You can do this today, but it may not be secure as you'd like, since the hex number that unlocks your encrypted home directory is "only" protected by your login password.  Crack the password, and if there's ever a security hole in U1 (or some other legal or illegal machinations) that manages to expose your wrapped-passphrase file, then your entire home directory is vulnerable.  For a little extra security, we can use encfs and fuse to create an unencrypted front-end to an encrypted directory inside U1.  You would then copy your ~/.ecryptfs files to the unencrypted mount, and it would get stored with an additional level of encryption (and obfuscation) to U1.  Now someone would have to crack two passphrases to get to your home directory.

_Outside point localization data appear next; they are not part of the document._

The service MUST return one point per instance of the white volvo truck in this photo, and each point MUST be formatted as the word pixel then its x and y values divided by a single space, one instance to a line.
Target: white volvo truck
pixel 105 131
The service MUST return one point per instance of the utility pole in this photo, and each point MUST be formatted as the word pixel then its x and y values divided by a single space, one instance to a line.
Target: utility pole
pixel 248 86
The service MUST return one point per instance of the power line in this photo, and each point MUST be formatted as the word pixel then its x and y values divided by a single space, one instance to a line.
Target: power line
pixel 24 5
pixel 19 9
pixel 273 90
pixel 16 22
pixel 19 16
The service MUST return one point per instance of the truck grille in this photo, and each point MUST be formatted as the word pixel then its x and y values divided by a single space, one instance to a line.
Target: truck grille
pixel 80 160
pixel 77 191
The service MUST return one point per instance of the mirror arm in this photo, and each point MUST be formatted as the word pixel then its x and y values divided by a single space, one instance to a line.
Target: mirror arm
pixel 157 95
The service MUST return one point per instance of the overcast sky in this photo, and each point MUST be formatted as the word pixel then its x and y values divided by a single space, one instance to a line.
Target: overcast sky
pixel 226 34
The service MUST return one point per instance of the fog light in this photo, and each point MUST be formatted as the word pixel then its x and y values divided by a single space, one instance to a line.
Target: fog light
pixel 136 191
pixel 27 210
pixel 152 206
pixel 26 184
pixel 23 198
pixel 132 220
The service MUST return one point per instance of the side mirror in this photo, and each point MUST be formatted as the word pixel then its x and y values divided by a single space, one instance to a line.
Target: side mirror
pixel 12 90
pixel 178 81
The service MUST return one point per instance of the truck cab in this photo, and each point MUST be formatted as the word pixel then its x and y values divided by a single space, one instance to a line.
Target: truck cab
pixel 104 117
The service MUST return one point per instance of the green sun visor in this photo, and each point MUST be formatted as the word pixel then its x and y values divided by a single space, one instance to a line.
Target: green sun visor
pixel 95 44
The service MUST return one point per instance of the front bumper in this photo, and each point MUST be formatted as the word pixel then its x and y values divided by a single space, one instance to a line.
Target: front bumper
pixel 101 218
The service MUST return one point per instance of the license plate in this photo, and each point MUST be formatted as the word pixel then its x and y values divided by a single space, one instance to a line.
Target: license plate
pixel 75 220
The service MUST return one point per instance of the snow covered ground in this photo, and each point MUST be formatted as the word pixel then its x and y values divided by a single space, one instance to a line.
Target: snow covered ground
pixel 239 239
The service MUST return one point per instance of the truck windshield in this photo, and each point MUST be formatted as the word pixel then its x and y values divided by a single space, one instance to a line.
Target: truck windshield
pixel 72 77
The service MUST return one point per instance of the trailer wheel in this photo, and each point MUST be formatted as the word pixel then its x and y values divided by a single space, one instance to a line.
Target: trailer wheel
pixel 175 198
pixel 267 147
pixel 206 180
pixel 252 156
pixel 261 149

The instructions on how to do this couldn't be simpler, and are outlined in this wiki article, and this one.  For the lazy (like myself), here are the steps:

$ sudo apt-get install encfs fuse-utils
$ sudo modprobe fuse
$ sudo adduser <your-login> fuse
$ sudo sh -c "echo fuse >> /etc/modules"
$ mkdir ~/safe  # or whatever, contents are plaintext
$ mkdir "~/Ubuntu One/safe" # or whatever, contents are encrypted
$ encfs "~/Ubuntu One/safe" ~/safe
# You will be prompted for a new encfs passphrase, this is your extra security
$ mkdir ~/safe/<your-machine>
$ cp -a ~/.ecryptfs/* ~/safe/<your-machine>

And now just let U1 do its synchronization magic.